BTW, bsieker has prepared both a Causal Control Flow Diagram (CCFD) of the EEC signal paths, and a similar diagram (but where what flows is fuel, not signals; maybe we should call it a CFFD) of the fuel paths in the Trent-powered B777. We have them out for review at the moment and will make them generally available after initial feedback. A CCFD is like a functional block diagram of a control system, except for three points:

* signal magnitudes are omitted (we sometimes use signs ± indicating monotone-increasing and monotone-decreasing influence where necessary, but it is not necessary here);

* equipment duplication (usually there to provide redundant pathways) may be omitted, and in this case only one instance of each duplicated device is shown;

* it will include the human operator as a control-system component if heshe is one

It shows the signal paths (or in the case of the fuel, the liquid-flow path) between all the various devices.

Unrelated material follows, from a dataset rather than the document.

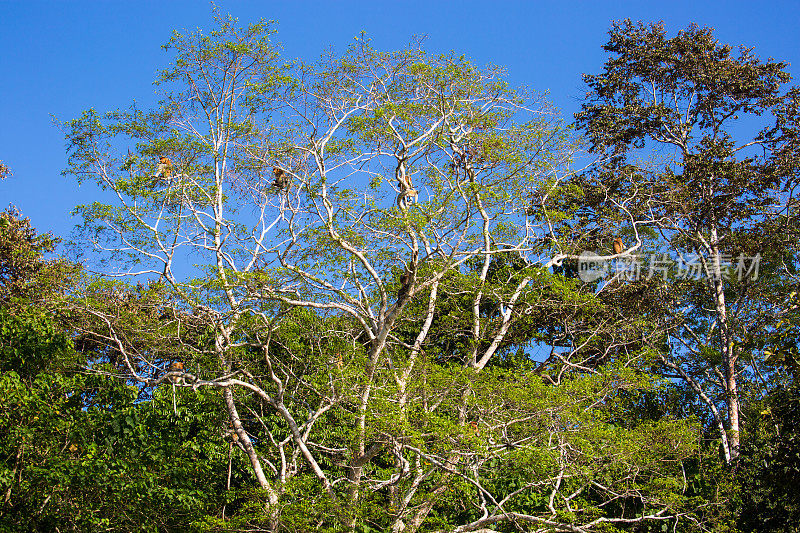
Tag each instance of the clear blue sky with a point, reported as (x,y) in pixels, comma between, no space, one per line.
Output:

The CCFD (resp CFFD) is quite complicated. We find them indispensable for any reasonable understanding of how a moderately-complex system works; a necessary supplement to text-based description. They might well aid discussion here.

PBL

Most big companies would suspend the crew/employee until an investigation has been completed. It "removes" them from the situation.

NSEU,

From Boeing AFM:

So it looks like the pumps will shut themselves off and not run 'dry', based on pump outlet pressure. The FUEL LOW CENTER EICAS appears once the centre tank is <=900Kg.

NSEU
Steve....
I think I'm looking at the same blurry picture from the AMM, but enlarging it, I don't see the CT water scavenge system hooked up to wing tank pumps. So, with the CT O/J pumps OFF, I don't see the CT water scavenge system operating.

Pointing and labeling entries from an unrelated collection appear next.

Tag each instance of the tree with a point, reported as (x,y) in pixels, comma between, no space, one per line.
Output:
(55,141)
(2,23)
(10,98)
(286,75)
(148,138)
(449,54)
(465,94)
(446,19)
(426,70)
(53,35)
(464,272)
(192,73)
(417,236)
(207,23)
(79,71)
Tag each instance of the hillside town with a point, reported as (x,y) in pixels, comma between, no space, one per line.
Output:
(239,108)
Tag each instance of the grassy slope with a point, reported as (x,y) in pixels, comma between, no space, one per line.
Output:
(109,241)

Yes I agree with you now. The centre tank water scavenge pump motive flow comes from the centre tank pump, so with the pump off it will be disabled.

From Boeing AFM:


Quote:
The design provides indication of low fuel quantity in the center tank based on input from the Fuel Quantity Processor Unit (FQPU) for a crew controlled wet-shutoff. If the crew fails to respond, or there is an error in the fuel gauging system, the ELMS system will de-power each center tank pump after 15 seconds of continuous low pressure based on input from the pump pressure switch.

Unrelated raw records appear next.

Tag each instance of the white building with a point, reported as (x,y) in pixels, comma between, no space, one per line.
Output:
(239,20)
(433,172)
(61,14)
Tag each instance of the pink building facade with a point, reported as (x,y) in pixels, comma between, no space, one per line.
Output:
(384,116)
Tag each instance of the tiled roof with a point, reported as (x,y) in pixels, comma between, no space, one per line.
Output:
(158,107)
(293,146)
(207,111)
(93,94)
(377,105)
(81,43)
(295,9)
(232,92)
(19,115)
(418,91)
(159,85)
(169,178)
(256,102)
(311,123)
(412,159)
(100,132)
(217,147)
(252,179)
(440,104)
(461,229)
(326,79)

So it looks like the pumps will shut themselves off and not run 'dry', based on pump outlet pressure. The FUEL LOW CENTER EICAS appears once the centre tank is <=900Kg.

I have been studying the manuals for the last two hours. I have found a statement in the Schematics manual that shows the Fuel Low Centre message coming from the FQPU, so I agree that it is quantity derived.
I cannot see any reference to a 15 sec T/D or ELMS auto shut off. There is an ELMS driven Centre pump inhibit that shuts down the centre tanks, but this is mainly to do with lack of power on the aircraft. It is a load shed device.
In the ELMS there is a 30sec T/D. With centre pump selected ON, and low output pressure, it will set the message FUEL PUMP CENTRE L/R Advisory/status.
I do not doubt your manual, just cannot prove it from the maint manuals that we have.
Shows how difficult the B777 is for engineers. All the signals are shown entering an ARINC 629 bus, and on the next page coming off into AIMS. Impossible to say if they go ellsewhere!
Perhaps we poor engineers need an AFM to find out how it works.

You beat me to it Steve :{
I cannot find a reference to the shutdown either only the load shedding.:8
Except the fuel system is really quite simple.....mechanically!

I know where yr coming from spotty m Mr, but if there really is a lot of water it will show up a lot sooner than that.

I've had a further browse through the manuals and this appears to have come about through an update in 2006 (ELMS software?), so may not have found its way into all the documentation yet? Service bulletin was 777-28A0040.

I bet I am not alone in this as a 777 driver:

It is outstanding to read the considered opinions of those who seem to know what they are talking about; to read posts of folks who are not afraid to say "yes, good point. How about.....?"

Outstanding. You may not get the answer, but are shedding more light than noise on the question.